There should be an entry for Lancaster University Cosign CA and Lancaster University Root CA.
Next, import the Personal Information Exchange File (domainname.p12). This must be done every year before the certificate expires.
- In the left of the console expand Certificates (Local Computer) -> Personal -> Certificates.
If there is no folder or entry for Certificates then the SSL has not been added correctly. The SSL certificate should already be in the folder.
- Right-hand mouse button click on Certificates in the tree hiearchy and select All Tasks -> Import to run the certificate import wizard.
- Click on "Next >"
- Click on "Browse", navigate to "C:\Program Files\IISCosign" and select "domainname.p12".
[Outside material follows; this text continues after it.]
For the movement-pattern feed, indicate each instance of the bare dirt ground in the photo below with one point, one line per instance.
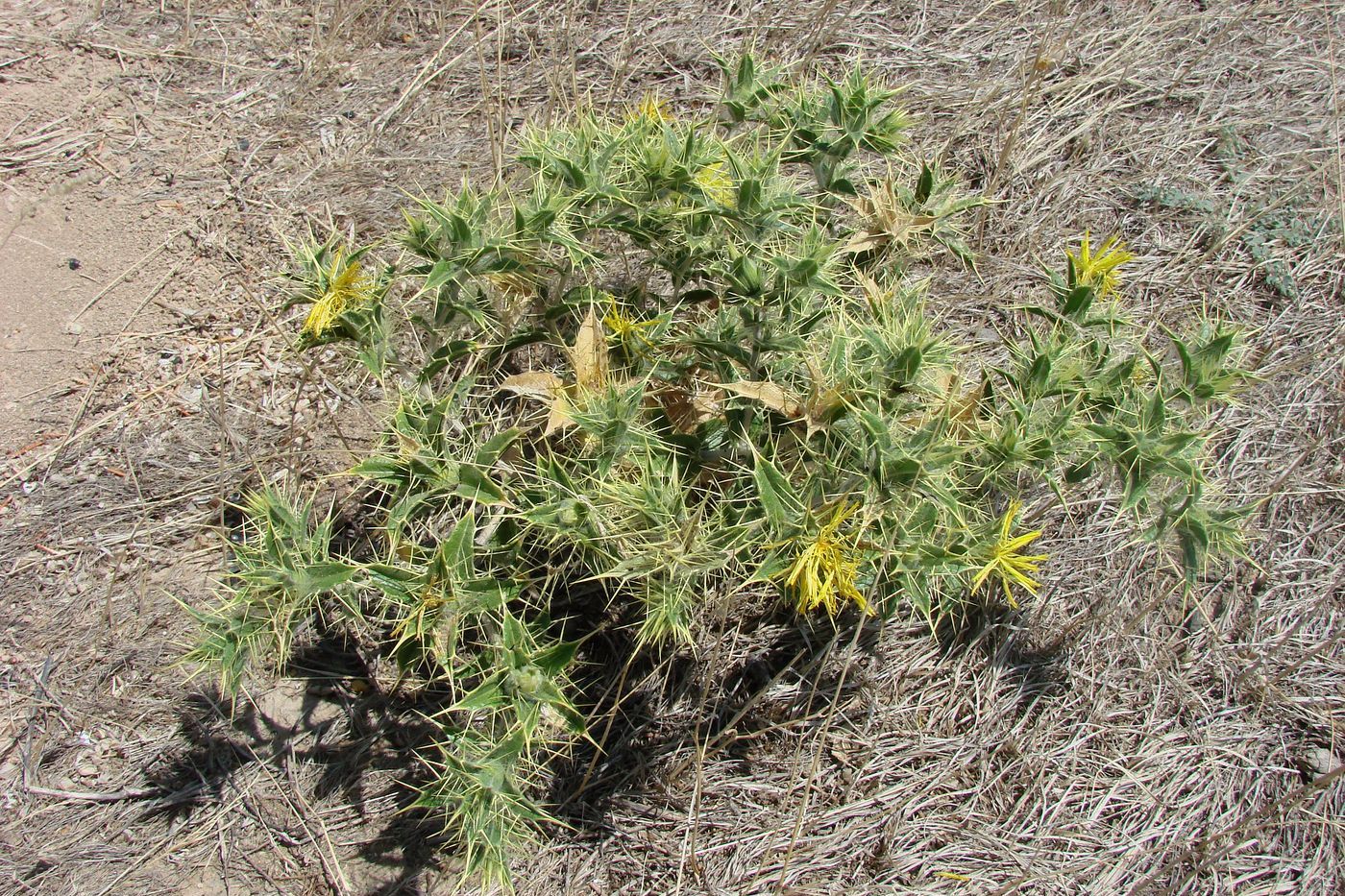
(1110, 739)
If you can't see the file make sure "Files of Type" is set to (*.pfx, *.p12)
- Click on "Next >"
- Enter the password you used when you created the .p12 file earlier.
- Click on "Next >", (all certs to be placed in "Personal") "Next >" then "Finish". You should get a dialog telling you the import was successful.
- In the left of the console expand Certificates (Local Computer) -> Personal -> Certificates.
There should be an entry for "domainname" issued by Lancaster University Cosign CA.
- Right-hand mouse button click on the "domainname" certificate and select All Tasks -> Manage Private Keys
- Give IIS_IUSRS "Full Control" and "Read" permissions.